Bir diğer önemli konunun tarımsal üretimin plansızlığı olduğunu kaydeden Atmaca, “İhtiyacımız olan ürün için kaynaklarımızı ne kadar yeterli kullanıyoruz bilmiyoruz. ‘Türkiye kendi kendine yetecek muzu üretiyor’ deniliyor. Kendimize yetecek muzu üretmek gerekli midir? Muz temel bir ihtiyaç mı, bunu tartışmamız lazım. Muz üretimi sırasında ne kadar su tüketiyoruz onu da iyice bir tartmak gerekiyor. Su kullanımı son derece kontrolsüz. Otomasyon yok. Vahşi bir kullanım var” dedi.
“KRİZİ SADECE SONUÇLARIYLA KONUŞUYORUZ”
“Pandemi bitti ama sonrasında okullarda virüs yayılımına şahit olduk” diyen MMO Şube Başkanı Atmaca, şunları söyledi: “Çok küçük tadilatlarla mekanik havalandırma yapılabilirdi ama büyük fırsat kaçtı. Bunun gibi günümüzde de iklim krizini konuşuyoruz. Biz krizi sadece sonuçları ile konuşuyoruz. En son Kumluca’daki sel buna örnek. Yağış, toprağı doyuran bir durum ama kısa sürede metrekareye çok yağdığında yaşadığımız durumu görüyoruz. Yağışın toprağa yüklü düşmesinin yanında dere yatağı ıslahı da var.
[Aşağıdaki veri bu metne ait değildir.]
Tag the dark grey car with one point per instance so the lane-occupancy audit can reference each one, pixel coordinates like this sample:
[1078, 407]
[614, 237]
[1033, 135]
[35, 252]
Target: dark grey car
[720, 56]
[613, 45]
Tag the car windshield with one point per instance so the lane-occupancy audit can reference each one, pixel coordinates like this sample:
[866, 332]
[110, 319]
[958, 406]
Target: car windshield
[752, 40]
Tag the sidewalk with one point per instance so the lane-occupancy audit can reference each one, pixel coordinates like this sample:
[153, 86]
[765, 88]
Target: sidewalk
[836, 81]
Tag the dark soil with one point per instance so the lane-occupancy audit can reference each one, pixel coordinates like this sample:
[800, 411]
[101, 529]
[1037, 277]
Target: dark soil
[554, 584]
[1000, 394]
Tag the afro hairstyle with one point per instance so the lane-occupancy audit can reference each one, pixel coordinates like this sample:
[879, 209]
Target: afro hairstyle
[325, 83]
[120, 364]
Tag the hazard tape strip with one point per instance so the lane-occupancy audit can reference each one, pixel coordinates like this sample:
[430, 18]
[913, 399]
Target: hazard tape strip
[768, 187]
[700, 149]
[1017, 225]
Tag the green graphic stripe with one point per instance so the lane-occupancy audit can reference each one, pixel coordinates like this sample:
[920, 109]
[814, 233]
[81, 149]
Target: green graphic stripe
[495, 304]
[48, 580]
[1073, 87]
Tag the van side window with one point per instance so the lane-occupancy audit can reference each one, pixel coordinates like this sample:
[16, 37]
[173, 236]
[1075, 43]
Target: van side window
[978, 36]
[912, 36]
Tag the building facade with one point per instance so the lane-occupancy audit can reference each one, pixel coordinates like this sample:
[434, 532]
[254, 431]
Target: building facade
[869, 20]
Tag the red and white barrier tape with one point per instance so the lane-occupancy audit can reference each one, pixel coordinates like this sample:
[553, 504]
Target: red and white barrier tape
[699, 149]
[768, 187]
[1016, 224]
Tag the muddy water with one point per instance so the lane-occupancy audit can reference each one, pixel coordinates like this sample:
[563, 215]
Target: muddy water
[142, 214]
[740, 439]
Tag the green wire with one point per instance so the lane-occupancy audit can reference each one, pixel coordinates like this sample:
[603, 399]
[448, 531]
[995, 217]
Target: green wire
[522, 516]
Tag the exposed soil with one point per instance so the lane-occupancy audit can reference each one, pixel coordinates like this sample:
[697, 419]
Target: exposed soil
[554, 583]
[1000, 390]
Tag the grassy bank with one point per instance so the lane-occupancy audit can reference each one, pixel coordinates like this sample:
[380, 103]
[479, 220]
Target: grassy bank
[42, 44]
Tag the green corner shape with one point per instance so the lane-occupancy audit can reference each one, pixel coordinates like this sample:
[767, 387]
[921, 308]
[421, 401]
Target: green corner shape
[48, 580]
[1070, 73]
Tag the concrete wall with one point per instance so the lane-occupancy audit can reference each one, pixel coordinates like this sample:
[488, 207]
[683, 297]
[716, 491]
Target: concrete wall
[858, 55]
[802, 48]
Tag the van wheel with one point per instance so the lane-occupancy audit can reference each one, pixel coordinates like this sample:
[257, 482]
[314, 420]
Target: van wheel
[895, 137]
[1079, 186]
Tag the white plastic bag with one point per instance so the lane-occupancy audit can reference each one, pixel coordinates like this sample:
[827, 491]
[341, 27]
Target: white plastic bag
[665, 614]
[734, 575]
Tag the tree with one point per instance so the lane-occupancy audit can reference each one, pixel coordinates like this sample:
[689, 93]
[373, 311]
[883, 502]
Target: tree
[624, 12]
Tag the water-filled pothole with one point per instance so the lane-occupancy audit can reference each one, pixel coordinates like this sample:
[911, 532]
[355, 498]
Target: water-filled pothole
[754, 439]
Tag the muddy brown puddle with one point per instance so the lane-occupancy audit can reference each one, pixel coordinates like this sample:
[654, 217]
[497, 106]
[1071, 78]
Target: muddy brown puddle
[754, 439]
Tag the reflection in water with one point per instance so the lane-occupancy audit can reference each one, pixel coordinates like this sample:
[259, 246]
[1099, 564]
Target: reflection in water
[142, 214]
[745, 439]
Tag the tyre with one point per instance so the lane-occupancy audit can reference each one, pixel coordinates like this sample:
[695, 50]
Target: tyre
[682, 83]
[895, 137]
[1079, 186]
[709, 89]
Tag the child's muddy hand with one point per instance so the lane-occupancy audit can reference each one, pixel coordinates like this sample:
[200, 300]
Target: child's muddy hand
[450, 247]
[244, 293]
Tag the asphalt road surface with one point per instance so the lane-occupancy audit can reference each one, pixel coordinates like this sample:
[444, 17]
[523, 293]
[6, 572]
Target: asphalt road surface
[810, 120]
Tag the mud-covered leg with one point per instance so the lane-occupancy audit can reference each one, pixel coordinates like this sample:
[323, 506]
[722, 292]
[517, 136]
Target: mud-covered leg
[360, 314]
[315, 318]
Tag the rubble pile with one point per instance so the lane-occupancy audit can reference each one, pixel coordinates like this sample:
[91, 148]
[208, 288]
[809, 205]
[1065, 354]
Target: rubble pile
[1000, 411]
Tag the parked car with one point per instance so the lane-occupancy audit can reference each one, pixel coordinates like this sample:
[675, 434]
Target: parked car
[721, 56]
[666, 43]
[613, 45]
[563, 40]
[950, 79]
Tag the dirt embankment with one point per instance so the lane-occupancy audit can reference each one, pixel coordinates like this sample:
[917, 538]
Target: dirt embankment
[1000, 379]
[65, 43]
Biz gerçekten iklim krizini konuşurken gerçekçi olmalıyız. Binalarda enerji verimliliği yapmalıyız demek iklim krizini çözmez. Merkezi ısıtma gerekiyorsa yaptırımları sonuna kadar uygulamalıyız.”
“SUYA ULAŞMAK ZOR OLACAK”
Atmaca, “Su kullanımı son derece kontrolsüz. Otomasyon yok. Vahşi bir kullanım var” derken, “Kaçak sondajların önüne geçilemiyor. Yağış düşmemesine sebep olan şey karbon salınımlarıdır. Her geçen gün yer altında daha derin mesafeden su çekmeye çalışıyoruz. Elektrik kullanılıyor elektrik enerjisini üretirken de karbon salıyoruz. Kör döngüye doğru gidiyoruz. Suyu derinden çektikçe, kontrolsüz kuyular arttıkça bunun sonu gelmeyecek. Biz suyu kontrolsüz şekilde harcıyoruz. Açık kanallarda modernizasyon ihtiyacı var. Üretilen ürünün su miktarının ölçülerek kontrolünün yapılması lazım. Suya ulaşmak son derece zor olacağa benziyor” diyerek yetkilileri bir kez daha uyardı.